My two (and only two) things I saw in this game that were a positive for the defense: Kareem Jackson was mostly untargeted, but looked excellent deep on the one play that he was. I think he'll struggle inside early, but he looks like he has the deep speed to keep up with people already. 

Lastly, the final blitz by Frank Bush to sack Chase Daniel with the third stringers. Troy Nolan comes as a safety, but if you watch the tape, he lines up, WAITS A SECOND so that the blockers commit, then goes. It was gorgeous. It was also a rare case of six men coming on a Frank Bush blitz. I'll be saving this play in the archives for future generations to gasp at. 


This was a vintage 2009 Texans performance: move the ball around well and do horrible things on a quarter of your plays. There were sacks, there were questionable fumbles, there were drive-killing penalties, and there were third-down sideline passes gone awry. If Schaub had just hit a defender covering Andre Johnson deep for an interception, somebody would have won Texans Fuckup Bingo.

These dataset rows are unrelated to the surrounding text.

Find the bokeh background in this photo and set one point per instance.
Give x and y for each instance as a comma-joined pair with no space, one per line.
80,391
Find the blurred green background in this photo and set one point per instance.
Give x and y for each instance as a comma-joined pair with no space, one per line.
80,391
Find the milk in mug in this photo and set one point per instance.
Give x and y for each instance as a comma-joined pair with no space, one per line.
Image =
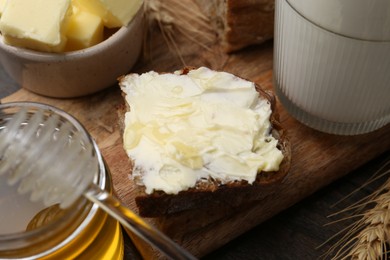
332,63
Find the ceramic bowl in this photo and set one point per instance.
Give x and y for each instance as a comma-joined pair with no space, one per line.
77,73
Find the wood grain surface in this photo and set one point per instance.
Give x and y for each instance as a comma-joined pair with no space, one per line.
317,158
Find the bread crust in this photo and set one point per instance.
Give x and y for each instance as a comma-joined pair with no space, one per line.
212,193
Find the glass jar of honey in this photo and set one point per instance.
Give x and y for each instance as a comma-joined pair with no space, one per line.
30,230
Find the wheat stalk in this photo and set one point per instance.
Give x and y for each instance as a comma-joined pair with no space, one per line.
369,236
177,18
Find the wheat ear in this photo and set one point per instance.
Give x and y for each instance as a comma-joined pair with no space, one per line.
369,236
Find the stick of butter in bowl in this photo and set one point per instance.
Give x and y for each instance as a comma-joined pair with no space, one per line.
60,48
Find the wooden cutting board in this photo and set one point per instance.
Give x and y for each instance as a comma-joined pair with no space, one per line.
317,158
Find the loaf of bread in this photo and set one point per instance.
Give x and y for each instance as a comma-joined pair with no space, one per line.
215,176
240,23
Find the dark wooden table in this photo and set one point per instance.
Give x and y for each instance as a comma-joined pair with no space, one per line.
295,233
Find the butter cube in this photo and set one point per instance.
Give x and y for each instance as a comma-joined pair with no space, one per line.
114,13
84,30
38,24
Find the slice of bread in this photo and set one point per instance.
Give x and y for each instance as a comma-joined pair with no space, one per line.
214,193
240,23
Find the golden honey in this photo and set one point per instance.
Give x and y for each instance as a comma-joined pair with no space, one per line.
82,231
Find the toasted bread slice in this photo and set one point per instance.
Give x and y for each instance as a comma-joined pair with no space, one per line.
214,193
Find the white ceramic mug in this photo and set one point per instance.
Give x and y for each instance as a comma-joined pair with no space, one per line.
332,63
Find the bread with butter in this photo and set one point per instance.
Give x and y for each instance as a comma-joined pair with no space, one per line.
240,23
208,191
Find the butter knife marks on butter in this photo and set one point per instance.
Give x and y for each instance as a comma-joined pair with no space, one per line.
187,128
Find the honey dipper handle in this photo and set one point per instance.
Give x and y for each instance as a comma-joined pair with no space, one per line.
131,221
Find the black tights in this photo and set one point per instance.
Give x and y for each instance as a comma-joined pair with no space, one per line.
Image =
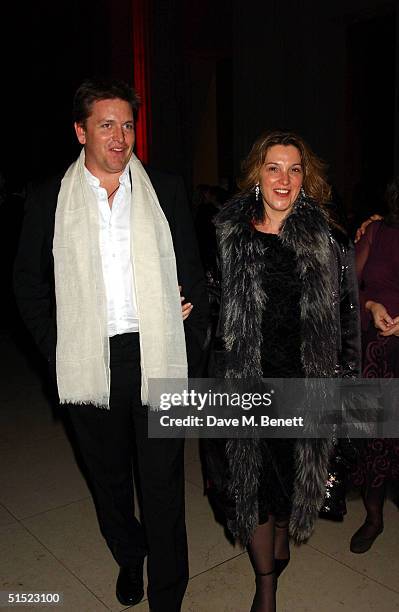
268,547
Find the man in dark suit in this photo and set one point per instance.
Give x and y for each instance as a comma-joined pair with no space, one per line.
96,275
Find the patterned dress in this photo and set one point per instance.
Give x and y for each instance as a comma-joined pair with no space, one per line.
377,258
281,358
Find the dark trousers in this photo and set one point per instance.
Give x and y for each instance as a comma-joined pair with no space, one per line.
107,439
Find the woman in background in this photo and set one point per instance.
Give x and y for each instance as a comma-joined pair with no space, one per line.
377,264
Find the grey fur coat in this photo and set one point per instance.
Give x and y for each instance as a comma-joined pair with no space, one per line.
330,346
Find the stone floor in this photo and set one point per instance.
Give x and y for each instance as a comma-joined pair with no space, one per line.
49,539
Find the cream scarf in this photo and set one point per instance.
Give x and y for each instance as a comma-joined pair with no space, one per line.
83,372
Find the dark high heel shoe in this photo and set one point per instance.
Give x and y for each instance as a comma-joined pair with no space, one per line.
364,537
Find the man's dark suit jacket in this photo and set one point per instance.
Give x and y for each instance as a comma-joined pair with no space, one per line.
34,265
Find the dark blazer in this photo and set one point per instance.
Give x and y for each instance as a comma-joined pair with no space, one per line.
34,265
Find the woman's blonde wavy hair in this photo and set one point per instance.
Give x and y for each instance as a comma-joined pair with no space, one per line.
314,181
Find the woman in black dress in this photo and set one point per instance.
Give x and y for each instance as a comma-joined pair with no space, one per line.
289,309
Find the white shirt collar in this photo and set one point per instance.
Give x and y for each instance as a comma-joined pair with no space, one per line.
95,182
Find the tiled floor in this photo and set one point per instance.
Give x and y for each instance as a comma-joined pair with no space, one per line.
49,539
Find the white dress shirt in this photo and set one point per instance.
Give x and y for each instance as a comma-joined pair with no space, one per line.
115,255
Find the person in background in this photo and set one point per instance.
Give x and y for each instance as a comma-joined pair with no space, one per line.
101,255
377,264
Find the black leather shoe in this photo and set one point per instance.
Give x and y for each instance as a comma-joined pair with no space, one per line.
129,586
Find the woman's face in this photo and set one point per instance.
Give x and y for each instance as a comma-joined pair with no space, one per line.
281,178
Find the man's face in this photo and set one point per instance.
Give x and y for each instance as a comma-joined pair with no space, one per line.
107,136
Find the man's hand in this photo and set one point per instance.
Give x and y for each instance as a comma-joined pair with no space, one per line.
382,320
360,231
393,330
185,308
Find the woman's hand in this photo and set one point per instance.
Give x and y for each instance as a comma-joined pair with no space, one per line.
382,319
360,231
185,308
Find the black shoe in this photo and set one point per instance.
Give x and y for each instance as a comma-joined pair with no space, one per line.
360,542
129,586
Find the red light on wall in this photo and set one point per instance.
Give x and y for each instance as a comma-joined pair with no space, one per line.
140,13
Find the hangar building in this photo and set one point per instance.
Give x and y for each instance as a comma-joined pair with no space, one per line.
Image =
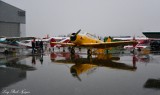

I continue to be more impressed by the Texans offensive skill players than I do Dan Orlovsky, but I think Orlovsky had a better game than he had last week. Not good enough to make me think he's a good backup quarterback, but good enough to make me think he's better than Rex Grossman. Any one of our four tight ends could start on most teams and do well in the passing game, and James Casey is showing that he's a much-improved blocker, as evidenced below:

That is a terrific blind-side chop for a tight end on a defensive lineman. Led to a great break in the New Orleans zone as well. Casey even lined up as slot receiver on the last drive, something that was probably fueled by the injuries at the position, but still, his versatility is a pretty great asset to have on game day.

The offensive line played alright, but not anything special. This wasn't the Arizona game. The biggest problem was free agent acquisition Wade Smith, who had a holding penalty, two blown blocks, and a couple of ugly plays out front. Let me show you a couple of those:

Sad, ain't it? At least it probably wasn't worse than ABC-13's brilliant camerawork on the play. I can't express to you in words how thankful I am that CBS is doing the Cowboys game. I will never mock them again. At least until Week Six.

Smith gets out in front to block on the screen here, and uhh...yeah. I don't know if that's a turf issue or not, but it brings to mind Barney from The Simpsons impersonating an NFL guard.

I am not ready to go chicken little on the season watching this tape. I think as long as the offense can stay relatively turnover-free and Schaub is on the field, the Texans will be in games no matter how poorly the defense plays. Additionally, you probably couldn't pick a matchup worse for the Texans defense than the Saints offensively. But let's be honest with ourselves: this should worry us. And the fact that there were almost no adjustments defensively, preseason or not, is scary. Scholar's Bush continues to have a lot to live up to in my eyes, Best Defense In Franchise History (TM) or not.